This blog is dedicated to emerging technology for Web 2.3/3.0, the Semantic Web, and multimedia management. In the previous posting, we looked at the dilemma of trying to teach general concepts to students interested in advanced media, in particular in the domain of 3D animation.
The conflict between abstract and hands-on training.
I teach an introductory animation class at the University of Colorado, Boulder. The problem I face is that the applications (such as the industry standard, Maya) that professionals use to build 3D animated projects are extraordinarily complex, and users need to be taught how to use them. Thus, if you want to give students both a solid, broad-based education, and at the same time, give them the satisfaction of building something real and the hands-on skills they will need in the real world, there simply aren’t enough hours in an academic semester to convey all of this.
So, which is better?
Today, we consider a widely-discussed issue: What is the best thing for students? Learning to use popular tools in wide use today? Or learning abstract concepts that that presumably will give a student a solid foundation for understanding, using, and developing media applications for many years to come?

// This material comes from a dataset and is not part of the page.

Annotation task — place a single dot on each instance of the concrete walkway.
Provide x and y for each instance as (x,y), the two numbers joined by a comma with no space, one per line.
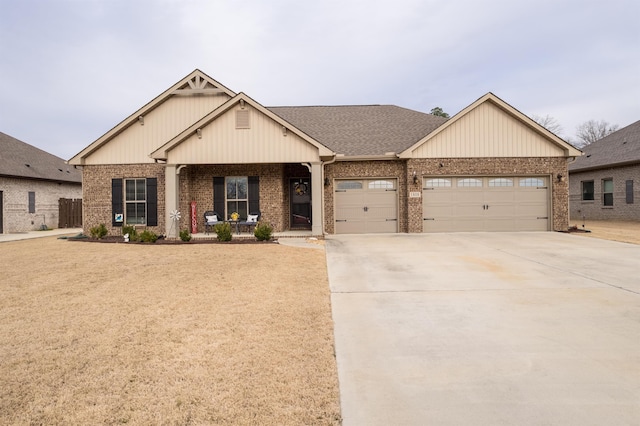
(39,234)
(486,329)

Academics will always say the second thing is their job, that they do not run trade schools.
Professors who themselves need to be trained.
Often, though, this is simply an excuse for the fact that they themselves have very little hands-on knowledge of modern software. They are too busy writing research grant proposals and pumping out papers – the things that are demanded by their employers – to stop and learn how to use the software their students will be expected to have mastered. This is true for more than just video, animation, imaging, graphics, and audio software. Believe it or not, university faculty members who teach computer science often have absolutely no experience with software development technology for building large systems, database systems, web applications, etc., etc.
The abstract training is often not happening, anyway.
There’s more. That long term training, that in-depth, subtle mastering of general concepts, often doesn’t happen, anyway. When faculty members do not know how to use media applications, they tend to not have any idea how they work internally and how they got to be the way they are. They also are generally unaware of the softs of technology media professionals of the future will need.
Indeed, there is a growing gap between the knowledge that computer science graduates need and the stuff that is actually taught at the university level. Yes, basic, core, abstract knowledge of object-oriented programming, algorithm construction, encryption, and the like, are absolute necessities, but universities could be a doing a lot more to flesh out the basic skills that, from a pragmatic perspective, cannot be ignored.
Companies cannot fill in the gap.
There’s one more thing. Corporations can no longer afford to invest a lot of money in untrained college graduates. The world has become more global, and more competitive. Nobody seems to be stepping forward to fill in the gulf between abstract university training and the mastering of hands-on skills demanded by employers.